Prospettive assistenziali, n. 113, gennaio-marzo 1996

 

 

ABBIAMO ADOTTATO UN BAMBINO CON UN GRAVE HANDICAP

ANGELA E MAURIZIO LIBERTI

 

 

 «Quando si aspetta qualcosa ci si pongono mille interrogativi, si fanno mille ipotesi, si cerca di prendere in considerazione tutto, poi, magari, capita l'unica cosa a cui non si era pensato».

C'è scritto così nel diario che tenevamo all'ini­zio del nostro cammino di genitori adottivi. Ave­vamo appena presentato la domanda e scrive­vamo su un quaderno tutto quello che ci passa­va per la testa riguardo a questa nuova, partico­lare esperienza che avevamo deciso di vivere. Certo mai avremmo pensato di essere così pro­feti.

Ma andiamo con ordine. Appena avviata la procedura per l'adozione cominciammo a rac­cogliere tutte le informazioni possibili su questa realtà.
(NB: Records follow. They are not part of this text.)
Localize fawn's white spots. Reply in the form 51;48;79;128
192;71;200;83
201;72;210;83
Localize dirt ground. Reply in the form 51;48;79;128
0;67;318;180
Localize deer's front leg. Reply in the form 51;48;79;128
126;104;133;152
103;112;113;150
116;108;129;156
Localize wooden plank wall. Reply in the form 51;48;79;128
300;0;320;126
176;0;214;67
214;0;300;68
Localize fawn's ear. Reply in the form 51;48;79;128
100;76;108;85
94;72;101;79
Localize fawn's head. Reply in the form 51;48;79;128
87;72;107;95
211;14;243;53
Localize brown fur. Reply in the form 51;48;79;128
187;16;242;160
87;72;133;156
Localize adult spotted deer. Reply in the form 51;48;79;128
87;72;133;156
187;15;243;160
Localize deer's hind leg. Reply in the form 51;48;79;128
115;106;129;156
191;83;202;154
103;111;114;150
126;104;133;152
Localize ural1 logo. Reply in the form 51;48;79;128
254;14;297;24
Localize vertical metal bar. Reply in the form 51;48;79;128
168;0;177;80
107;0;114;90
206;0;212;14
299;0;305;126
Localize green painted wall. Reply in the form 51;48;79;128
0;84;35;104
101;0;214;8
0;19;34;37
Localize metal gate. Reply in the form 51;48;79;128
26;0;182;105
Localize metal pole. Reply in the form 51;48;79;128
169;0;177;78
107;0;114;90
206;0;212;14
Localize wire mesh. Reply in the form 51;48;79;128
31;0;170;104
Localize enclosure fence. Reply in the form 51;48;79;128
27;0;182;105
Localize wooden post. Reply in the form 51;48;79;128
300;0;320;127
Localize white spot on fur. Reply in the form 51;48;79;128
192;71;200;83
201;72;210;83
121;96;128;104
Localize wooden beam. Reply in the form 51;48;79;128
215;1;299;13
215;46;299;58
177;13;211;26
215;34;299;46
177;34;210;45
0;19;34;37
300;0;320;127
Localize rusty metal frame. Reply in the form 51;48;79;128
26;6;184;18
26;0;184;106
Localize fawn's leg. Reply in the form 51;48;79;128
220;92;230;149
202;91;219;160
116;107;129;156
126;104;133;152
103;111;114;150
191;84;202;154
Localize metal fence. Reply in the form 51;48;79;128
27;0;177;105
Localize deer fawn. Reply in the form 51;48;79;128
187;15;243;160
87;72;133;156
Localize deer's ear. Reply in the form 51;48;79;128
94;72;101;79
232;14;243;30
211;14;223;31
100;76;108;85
Attraverso il contatto con le associazioni presenti nella nostra città e la lettura di tutti i libri che esse ci consigliavano ci rendemmo presto conto che in Italia i bimbi adottabili erano pochi e che gran parte di essi, allora come oggi, erano grandicelli o portatori di handicap.

I mesi che seguirono, durante i quali ebbero inizio i colloqui con la psicologa e l'assistente sociale per ottenere l'idoneità all'adozione, li tra­scorremmo a cercare di chiarirci le idee e a consultarci con parenti e amici allo scopo di ca­pire cosa veramente potevamo offrire ad un bambino e fino a che punto saremmo stati ca­paci di farci carico di eventuali problemi.
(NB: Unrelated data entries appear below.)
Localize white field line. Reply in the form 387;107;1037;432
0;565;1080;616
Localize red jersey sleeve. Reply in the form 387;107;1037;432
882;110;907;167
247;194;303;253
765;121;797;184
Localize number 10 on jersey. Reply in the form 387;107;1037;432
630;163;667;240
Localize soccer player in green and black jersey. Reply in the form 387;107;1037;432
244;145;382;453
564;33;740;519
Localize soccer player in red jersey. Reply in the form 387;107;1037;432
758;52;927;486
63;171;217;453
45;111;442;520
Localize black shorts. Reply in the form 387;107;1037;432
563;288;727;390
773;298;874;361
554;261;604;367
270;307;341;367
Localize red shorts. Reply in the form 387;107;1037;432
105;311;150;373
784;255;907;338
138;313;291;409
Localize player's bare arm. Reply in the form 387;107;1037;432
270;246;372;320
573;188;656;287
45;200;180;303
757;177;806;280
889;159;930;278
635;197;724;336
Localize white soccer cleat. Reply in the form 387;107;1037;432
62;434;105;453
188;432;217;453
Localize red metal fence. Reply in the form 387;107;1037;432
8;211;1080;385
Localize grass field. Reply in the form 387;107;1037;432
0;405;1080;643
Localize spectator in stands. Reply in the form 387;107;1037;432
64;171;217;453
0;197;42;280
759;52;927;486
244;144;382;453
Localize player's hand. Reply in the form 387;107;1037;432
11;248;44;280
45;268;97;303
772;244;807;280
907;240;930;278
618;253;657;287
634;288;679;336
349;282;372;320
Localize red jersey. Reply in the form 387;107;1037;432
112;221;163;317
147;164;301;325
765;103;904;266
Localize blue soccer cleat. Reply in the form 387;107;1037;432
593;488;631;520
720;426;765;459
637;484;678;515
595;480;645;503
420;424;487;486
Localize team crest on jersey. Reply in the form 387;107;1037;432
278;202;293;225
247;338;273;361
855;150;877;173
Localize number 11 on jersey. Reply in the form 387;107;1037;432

Man mano che l'istruttoria procedeva matu­rammo la nostra disponibilità ad accogliere bim­bi non neonati e anche portatori di handicap fi­sici, a patto che si trattasse di problemi che fos­simo in grado di gestire con le energie di cui di­sponevamo, senza che la nostra esistenza ne ri­sultasse sconvolta. Strada facendo l'adozione internazionale assunse ai nostri occhi un'impor­tanza secondaria: ci rendevamo conto ogni giorno di più (e questo era anche il parere dei nostri interlocutori) che se davvero fossimo stati disposti ad accogliere un bimbo grandicello o portatore di qualche deficit, le probabilità dì adottare un bimbo italiano erano certamente più consistenti.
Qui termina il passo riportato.